Elmano chama Ciro de “quinta coluna” e nega territórios dominados por facções no Ceará
26/08/26 23:02

O governador Elmano de Freitas (PT) elevou o tom contra Ciro Gomes (PSDB), durante sabatina promovida pelo UOL e pela Folha de S.Paulo nesta quarta (26). Ao mesmo tempo em que partiu para uma ofensiva política contra o principal adversário na disputa pelo Governo do Ceará, Elmano enfrentou um dos temas mais delicados de sua campanha: a segurança pública e o avanço das facções criminosas no Estado.

A declaração mais dura foi dirigida a Ciro. Elmano acusou o ex-governador de ter abandonado sua trajetória no campo progressista e passado a atuar como aliado do bolsonarismo. O governador classificou Ciro como “quinta coluna do bolsonarismo no Brasil”. Para Elmano, a ruptura teria ficado evidente nas eleições municipais de Fortaleza, em 2024, quando Ciro apoiou André Fernandes (PL) contra Evandro Leitão (PT). Na avaliação do governador, a estratégia eleitoral de Ciro em 2026 teria como objetivo enfraquecer Lula, justamente em um dos estados onde o presidente possui maior força eleitoral.— A candidatura dele tem como objetivo basicamente tentar diminuir a força política eleitoral do Lula no Ceará. Não vai conseguir — afirmou Elmano.

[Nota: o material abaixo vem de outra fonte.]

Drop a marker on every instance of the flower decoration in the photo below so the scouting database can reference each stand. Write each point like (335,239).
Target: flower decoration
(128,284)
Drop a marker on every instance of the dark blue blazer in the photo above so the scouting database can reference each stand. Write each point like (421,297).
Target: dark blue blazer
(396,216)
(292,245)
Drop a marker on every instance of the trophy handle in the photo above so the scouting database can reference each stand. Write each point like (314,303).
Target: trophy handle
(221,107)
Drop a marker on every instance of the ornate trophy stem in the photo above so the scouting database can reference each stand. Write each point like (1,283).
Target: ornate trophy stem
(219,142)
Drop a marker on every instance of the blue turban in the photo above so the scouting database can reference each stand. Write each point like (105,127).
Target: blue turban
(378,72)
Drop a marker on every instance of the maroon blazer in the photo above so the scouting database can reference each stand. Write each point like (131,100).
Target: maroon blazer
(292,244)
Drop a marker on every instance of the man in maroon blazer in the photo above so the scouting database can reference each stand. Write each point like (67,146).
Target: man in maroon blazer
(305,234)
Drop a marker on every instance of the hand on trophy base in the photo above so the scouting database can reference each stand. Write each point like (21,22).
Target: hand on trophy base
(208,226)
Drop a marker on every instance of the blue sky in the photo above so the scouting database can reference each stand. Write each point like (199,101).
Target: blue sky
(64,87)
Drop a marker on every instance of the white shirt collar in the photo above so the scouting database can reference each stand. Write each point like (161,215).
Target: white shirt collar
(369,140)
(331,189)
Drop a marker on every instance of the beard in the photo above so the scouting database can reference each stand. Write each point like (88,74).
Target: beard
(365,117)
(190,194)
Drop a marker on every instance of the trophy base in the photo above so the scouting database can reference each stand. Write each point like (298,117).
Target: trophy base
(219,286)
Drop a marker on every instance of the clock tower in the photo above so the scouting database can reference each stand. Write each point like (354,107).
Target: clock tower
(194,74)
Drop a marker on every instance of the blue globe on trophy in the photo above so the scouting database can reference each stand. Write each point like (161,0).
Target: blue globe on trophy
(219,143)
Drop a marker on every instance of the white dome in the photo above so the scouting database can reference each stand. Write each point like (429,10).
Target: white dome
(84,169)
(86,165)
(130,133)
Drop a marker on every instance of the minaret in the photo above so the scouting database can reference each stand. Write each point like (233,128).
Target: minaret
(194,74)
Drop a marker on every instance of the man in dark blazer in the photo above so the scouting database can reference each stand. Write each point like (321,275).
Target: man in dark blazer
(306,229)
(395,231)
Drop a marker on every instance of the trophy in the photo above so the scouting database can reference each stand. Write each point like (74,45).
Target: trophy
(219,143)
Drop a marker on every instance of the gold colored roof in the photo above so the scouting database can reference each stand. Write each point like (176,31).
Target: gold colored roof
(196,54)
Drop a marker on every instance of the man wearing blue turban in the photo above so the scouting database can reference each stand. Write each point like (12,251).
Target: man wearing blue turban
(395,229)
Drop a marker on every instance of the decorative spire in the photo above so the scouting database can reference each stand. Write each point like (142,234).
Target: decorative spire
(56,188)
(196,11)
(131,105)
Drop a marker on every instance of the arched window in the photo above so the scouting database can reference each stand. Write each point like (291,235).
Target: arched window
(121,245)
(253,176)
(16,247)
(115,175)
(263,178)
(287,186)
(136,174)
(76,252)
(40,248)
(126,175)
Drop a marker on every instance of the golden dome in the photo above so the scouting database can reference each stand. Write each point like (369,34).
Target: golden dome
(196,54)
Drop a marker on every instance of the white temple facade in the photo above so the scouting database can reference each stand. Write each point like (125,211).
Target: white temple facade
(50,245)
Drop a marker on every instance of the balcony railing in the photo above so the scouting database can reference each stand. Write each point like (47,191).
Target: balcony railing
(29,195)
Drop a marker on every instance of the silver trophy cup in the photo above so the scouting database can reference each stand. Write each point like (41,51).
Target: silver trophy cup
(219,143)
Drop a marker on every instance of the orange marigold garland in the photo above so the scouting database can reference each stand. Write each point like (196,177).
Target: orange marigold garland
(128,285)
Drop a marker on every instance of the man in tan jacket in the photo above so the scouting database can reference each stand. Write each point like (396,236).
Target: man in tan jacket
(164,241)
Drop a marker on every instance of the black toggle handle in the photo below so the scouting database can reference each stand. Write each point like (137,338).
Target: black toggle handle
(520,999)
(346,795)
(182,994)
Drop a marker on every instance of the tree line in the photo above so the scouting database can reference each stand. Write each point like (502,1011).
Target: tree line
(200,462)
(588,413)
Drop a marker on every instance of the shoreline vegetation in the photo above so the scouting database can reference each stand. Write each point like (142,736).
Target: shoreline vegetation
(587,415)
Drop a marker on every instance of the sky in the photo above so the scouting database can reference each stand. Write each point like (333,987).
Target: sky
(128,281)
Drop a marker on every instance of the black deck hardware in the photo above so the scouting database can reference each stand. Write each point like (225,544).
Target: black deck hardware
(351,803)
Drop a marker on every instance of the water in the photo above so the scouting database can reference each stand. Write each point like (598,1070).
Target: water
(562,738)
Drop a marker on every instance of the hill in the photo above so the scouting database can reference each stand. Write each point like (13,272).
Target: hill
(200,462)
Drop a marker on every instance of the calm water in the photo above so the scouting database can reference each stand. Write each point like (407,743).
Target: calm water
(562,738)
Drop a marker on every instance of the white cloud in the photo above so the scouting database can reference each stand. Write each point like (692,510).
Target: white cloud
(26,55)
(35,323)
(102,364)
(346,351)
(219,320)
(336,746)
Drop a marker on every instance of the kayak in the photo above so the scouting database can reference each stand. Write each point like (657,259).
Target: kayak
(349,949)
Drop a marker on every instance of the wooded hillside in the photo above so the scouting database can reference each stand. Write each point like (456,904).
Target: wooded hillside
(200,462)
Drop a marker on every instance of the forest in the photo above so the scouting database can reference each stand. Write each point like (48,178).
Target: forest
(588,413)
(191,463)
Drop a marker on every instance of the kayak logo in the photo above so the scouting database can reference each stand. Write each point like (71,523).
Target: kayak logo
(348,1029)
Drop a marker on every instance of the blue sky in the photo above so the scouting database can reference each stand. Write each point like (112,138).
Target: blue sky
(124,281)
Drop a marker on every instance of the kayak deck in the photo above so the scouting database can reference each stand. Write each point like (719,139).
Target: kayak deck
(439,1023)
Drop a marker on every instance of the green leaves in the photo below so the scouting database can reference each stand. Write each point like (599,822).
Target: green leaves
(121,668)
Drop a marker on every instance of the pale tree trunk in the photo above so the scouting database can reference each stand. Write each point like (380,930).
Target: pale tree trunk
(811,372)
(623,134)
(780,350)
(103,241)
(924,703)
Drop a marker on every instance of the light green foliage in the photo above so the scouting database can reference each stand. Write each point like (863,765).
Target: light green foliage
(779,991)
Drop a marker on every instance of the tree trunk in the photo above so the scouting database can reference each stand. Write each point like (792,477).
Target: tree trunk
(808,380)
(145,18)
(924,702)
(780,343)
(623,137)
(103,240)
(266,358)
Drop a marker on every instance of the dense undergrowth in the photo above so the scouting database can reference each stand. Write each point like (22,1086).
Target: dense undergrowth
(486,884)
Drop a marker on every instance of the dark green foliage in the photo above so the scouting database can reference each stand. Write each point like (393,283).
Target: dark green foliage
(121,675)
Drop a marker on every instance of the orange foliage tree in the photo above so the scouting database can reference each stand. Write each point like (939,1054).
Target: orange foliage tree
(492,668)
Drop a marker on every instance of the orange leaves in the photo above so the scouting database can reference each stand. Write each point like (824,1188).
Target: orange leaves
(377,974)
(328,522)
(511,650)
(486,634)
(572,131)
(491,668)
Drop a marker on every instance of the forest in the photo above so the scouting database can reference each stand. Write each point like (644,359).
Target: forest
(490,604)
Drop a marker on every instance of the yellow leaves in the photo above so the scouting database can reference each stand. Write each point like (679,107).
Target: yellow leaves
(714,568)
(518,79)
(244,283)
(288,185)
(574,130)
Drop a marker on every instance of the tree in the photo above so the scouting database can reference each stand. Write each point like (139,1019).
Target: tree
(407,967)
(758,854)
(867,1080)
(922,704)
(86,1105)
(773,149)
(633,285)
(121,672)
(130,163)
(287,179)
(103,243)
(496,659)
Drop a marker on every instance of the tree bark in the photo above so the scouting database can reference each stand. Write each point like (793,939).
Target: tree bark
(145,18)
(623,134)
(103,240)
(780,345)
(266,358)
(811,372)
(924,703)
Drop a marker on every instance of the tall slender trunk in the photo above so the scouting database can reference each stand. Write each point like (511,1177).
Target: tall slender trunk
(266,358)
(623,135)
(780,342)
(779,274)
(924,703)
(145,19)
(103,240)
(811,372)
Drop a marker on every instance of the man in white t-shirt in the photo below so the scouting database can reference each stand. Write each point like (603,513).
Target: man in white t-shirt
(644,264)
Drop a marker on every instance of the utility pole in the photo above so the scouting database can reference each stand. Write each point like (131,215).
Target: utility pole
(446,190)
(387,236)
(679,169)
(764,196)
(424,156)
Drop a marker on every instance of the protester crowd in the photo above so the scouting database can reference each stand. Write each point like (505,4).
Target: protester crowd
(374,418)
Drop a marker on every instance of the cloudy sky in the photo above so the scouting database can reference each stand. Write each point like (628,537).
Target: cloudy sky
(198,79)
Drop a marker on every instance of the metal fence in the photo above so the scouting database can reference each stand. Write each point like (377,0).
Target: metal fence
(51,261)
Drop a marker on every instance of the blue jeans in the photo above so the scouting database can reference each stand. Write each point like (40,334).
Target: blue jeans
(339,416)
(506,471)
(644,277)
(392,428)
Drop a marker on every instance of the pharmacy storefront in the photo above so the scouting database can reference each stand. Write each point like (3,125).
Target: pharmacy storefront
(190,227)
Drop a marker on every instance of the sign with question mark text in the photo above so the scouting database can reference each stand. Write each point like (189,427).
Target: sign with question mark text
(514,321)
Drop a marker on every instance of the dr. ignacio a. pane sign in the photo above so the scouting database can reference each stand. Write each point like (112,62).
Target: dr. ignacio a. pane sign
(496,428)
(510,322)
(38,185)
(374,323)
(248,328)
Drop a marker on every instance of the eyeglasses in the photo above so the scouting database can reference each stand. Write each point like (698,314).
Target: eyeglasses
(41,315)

A fala deixa clara a estratégia que começa a ganhar força na campanha governista: colar definitivamente Ciro ao bolsonarismo e transformar a eleição estadual também em uma disputa Lula versus Bolsonaro no Ceará.

Outro momento importante da sabatina ocorreu quando Elmano foi confrontado sobre a segurança pública. O governador reconheceu que a violência é um problema grave, mas rejeitou a tese de que existam territórios cearenses sob domínio das organizações criminosas. Elmano procurou deslocar parte da discussão para uma dimensão nacional. Segundo ele, grande parte dos chefes das facções que atuam no Ceará estaria escondida no Rio de Janeiro, onde, afirmou, as forças policiais não conseguem alcançá-los. O governador também apresentou como resultado de sua política de enfrentamento ao crime organizado a prisão de cerca de 5 mil integrantes de facções durante sua gestão e defendeu uma articulação nacional mais forte contra essas organizações. A segurança pública já havia provocado um dos confrontos mais duros entre Elmano e Ciro no debate da Band. Na ocasião, o governador reagiu às críticas do adversário, lembrando que a primeira célula do Comando Vermelho teria chegado ao Ceará em 1993, quando Ciro ocupava o Governo do Estado.

A sabatina mostrou que a eleição cearense começa a ter dois campos de batalha muito bem definidos. Elmano quer discutir política: Lula contra Bolsonaro, tentando enquadrar Ciro como aliado do bolsonarismo. Ciro quer discutir segurança e gestão: explorando principalmente o medo da população diante das facções e responsabilizando o atual governo pela crise. Elmano tenta, agora, virar esse jogo. Em vez de permanecer apenas na defensiva sobre a violência, passou também a responsabilizar adversários e a sustentar que o combate às facções ultrapassa as fronteiras do Ceará.

A estratégia tem risco e oportunidade. Ao negar a existência de territórios dominados por organizações criminosas, Elmano assume uma posição que certamente será explorada por Ciro ao longo da campanha. Por outro lado, ao reconhecer a gravidade da segurança e apresentar números de prisões e ações policiais, tenta mostrar que seu governo não está indiferente ao problema.

A sabatina deixou uma certeza: segurança pública e a ligação de Ciro com o bolsonarismo devem ocupar o centro da guerra eleitoral pelo Palácio da Abolição.